St B's does not claim that this search term will recover every citation relevant to the practice of palliative care, indeed that is unlikely ever to be possible due to the diverse nature of palliative care, but it does cover what St B's considers to be major topics pertinent to the practice of palliative "care" ; that is, it includes subjects other than the medical topics of pain management and symptom control.
Although the best way of dealing with the problem is to learn a bit about how PubMed works, getting there is a bit of a bore unless you are a burning the midnight oil sort of person - or really short of something else to do. Because St Basillisa's is that sort of an entity it has preconfigured some searches which may be useful to you.
Three groups of searches have been prepared.
1. A search of the full PubMed database to retrieve articles relevant to palliative care using the search term discussed above.

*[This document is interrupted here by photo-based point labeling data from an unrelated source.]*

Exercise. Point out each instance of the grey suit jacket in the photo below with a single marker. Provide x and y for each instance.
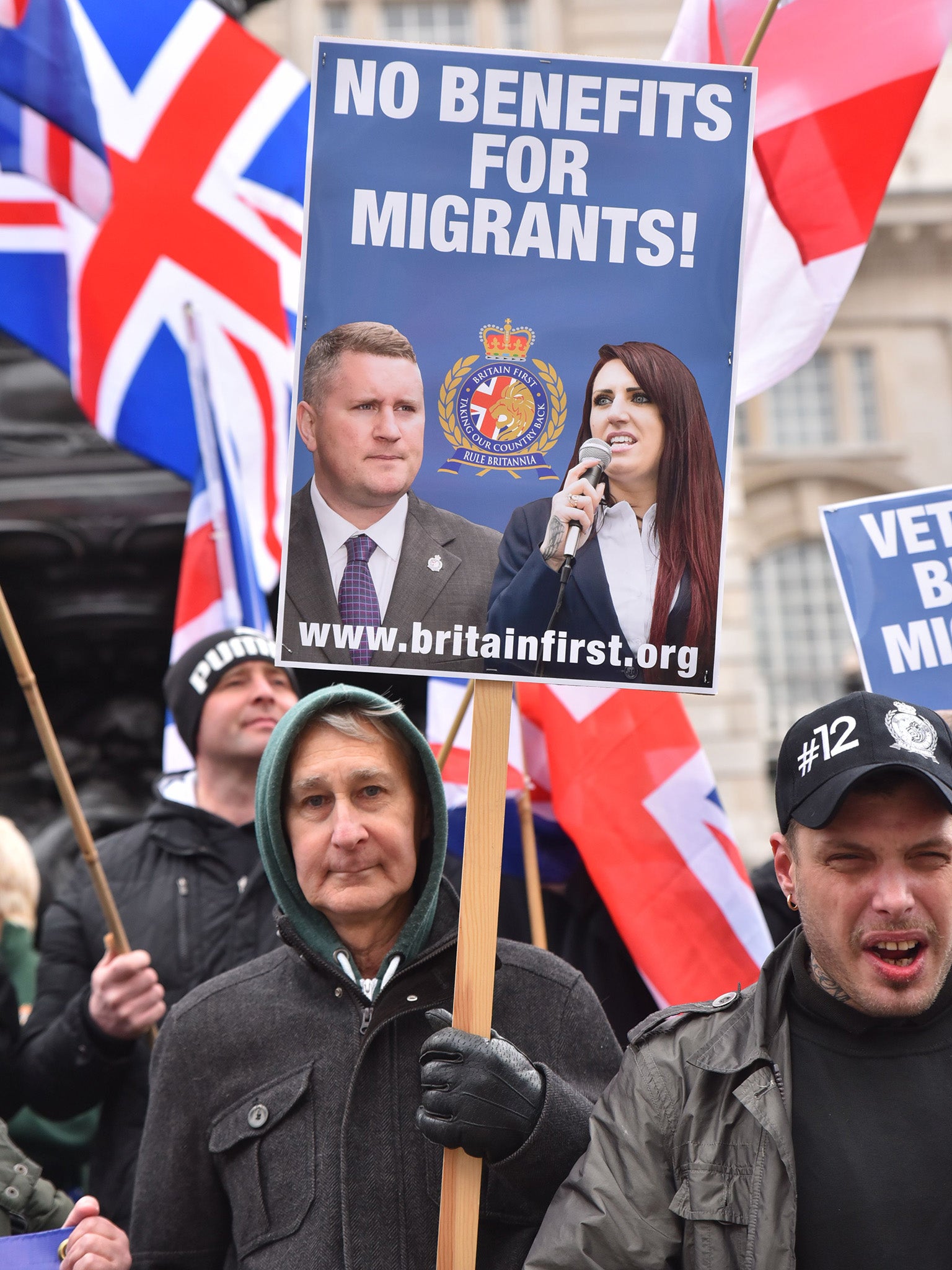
(426, 600)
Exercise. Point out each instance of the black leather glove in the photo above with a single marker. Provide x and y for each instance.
(482, 1095)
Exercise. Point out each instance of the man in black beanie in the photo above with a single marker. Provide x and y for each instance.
(192, 892)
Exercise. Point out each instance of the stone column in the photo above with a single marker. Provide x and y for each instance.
(731, 726)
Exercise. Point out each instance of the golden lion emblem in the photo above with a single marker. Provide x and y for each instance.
(513, 412)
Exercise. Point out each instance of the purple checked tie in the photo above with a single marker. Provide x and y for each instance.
(357, 598)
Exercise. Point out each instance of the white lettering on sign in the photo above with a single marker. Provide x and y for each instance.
(914, 528)
(883, 538)
(932, 580)
(910, 648)
(573, 103)
(381, 221)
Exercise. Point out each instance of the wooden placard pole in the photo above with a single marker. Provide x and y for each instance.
(477, 949)
(765, 19)
(27, 680)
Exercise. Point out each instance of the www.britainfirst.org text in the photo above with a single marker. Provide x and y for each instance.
(557, 648)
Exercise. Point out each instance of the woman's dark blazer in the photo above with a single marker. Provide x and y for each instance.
(524, 593)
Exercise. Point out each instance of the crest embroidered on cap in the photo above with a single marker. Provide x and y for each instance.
(910, 732)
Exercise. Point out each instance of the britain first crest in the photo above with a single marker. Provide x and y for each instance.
(910, 732)
(496, 413)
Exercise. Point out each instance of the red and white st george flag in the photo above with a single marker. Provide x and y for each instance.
(839, 86)
(632, 788)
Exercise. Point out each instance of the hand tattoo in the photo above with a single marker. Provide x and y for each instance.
(553, 539)
(828, 984)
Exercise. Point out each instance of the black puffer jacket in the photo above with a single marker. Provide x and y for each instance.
(192, 892)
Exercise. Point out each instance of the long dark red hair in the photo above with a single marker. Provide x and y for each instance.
(690, 488)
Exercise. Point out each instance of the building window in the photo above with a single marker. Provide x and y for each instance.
(516, 24)
(337, 18)
(865, 389)
(742, 425)
(801, 409)
(833, 401)
(803, 638)
(428, 23)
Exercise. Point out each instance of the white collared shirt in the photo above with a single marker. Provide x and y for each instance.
(387, 533)
(630, 557)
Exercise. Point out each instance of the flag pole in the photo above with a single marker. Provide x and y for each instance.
(117, 940)
(765, 19)
(530, 861)
(455, 727)
(477, 948)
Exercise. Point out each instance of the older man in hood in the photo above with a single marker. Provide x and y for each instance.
(300, 1104)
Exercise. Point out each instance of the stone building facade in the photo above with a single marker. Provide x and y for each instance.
(871, 413)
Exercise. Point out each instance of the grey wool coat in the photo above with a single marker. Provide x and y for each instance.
(691, 1161)
(281, 1128)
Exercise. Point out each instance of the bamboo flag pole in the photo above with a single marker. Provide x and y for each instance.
(765, 19)
(477, 949)
(61, 775)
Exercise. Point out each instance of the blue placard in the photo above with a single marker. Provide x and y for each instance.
(32, 1251)
(892, 562)
(509, 214)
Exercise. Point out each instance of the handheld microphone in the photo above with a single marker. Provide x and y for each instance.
(591, 448)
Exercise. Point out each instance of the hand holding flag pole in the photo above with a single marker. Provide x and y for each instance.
(27, 680)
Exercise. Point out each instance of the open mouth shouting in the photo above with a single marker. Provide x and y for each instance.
(622, 441)
(896, 959)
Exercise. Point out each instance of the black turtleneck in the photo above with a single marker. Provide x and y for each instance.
(873, 1133)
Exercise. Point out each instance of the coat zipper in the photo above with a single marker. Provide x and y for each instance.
(182, 886)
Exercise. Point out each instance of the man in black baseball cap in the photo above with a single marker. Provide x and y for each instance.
(193, 897)
(811, 1113)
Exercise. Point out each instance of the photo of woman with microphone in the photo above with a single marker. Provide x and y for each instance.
(616, 575)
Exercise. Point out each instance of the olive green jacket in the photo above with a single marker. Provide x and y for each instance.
(27, 1201)
(691, 1155)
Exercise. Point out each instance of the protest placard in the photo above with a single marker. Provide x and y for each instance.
(512, 215)
(892, 562)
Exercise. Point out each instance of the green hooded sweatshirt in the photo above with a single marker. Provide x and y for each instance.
(311, 926)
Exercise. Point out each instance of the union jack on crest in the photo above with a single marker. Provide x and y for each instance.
(164, 178)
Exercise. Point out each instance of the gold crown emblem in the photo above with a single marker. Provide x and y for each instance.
(507, 345)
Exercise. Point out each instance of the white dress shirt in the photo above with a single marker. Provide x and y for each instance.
(630, 556)
(387, 534)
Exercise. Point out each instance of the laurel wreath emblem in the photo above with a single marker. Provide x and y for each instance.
(557, 397)
(547, 374)
(447, 401)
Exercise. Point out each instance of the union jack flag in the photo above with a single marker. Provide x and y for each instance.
(626, 779)
(12, 12)
(196, 228)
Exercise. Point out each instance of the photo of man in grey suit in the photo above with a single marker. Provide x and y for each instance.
(375, 575)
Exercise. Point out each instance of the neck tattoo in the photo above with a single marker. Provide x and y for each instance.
(828, 984)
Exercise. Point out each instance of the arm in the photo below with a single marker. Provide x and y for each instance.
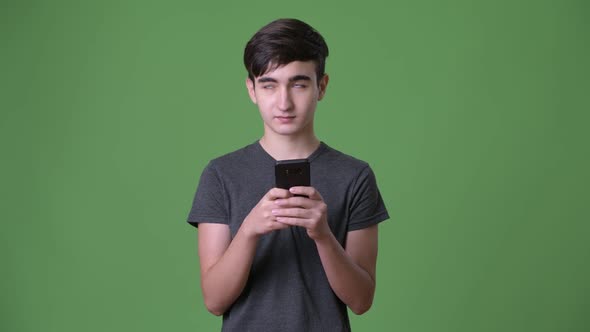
(225, 263)
(350, 272)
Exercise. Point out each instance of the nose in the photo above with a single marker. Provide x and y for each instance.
(285, 103)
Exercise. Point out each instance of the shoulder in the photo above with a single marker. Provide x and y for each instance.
(339, 162)
(233, 158)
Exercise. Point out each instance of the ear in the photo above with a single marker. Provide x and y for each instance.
(250, 86)
(323, 85)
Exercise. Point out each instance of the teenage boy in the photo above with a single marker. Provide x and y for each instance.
(287, 260)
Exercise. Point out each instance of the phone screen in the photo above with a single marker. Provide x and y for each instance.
(292, 173)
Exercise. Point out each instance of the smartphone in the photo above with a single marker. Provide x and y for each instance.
(292, 173)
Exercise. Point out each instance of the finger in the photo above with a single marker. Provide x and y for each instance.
(275, 226)
(275, 193)
(296, 201)
(292, 212)
(290, 221)
(310, 192)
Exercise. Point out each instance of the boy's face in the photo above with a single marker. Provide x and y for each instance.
(287, 97)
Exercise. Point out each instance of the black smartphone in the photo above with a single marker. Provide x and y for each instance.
(292, 173)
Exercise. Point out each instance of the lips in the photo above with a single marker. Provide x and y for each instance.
(285, 119)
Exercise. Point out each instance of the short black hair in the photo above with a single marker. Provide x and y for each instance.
(283, 41)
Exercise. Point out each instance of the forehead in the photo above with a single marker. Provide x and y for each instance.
(291, 69)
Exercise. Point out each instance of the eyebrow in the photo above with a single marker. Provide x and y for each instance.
(291, 79)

2. Searches to raise "contents like" pages of journals identified as being "palliative care" specific.
3. Searches of a group of general medical journals to return citations relevant to palliative care using the general search term.
4. A set of searches using the general palliative care search term updated on a weekly basis has been set up. This allows incremental updating of your palliative care literature collection.
To prevent being overwhelmed by thousands of citations the searches in categories 1, 2 and 3 are restricted to time the bands 30, 60, 90 days since entry, "entrez", into PubMed.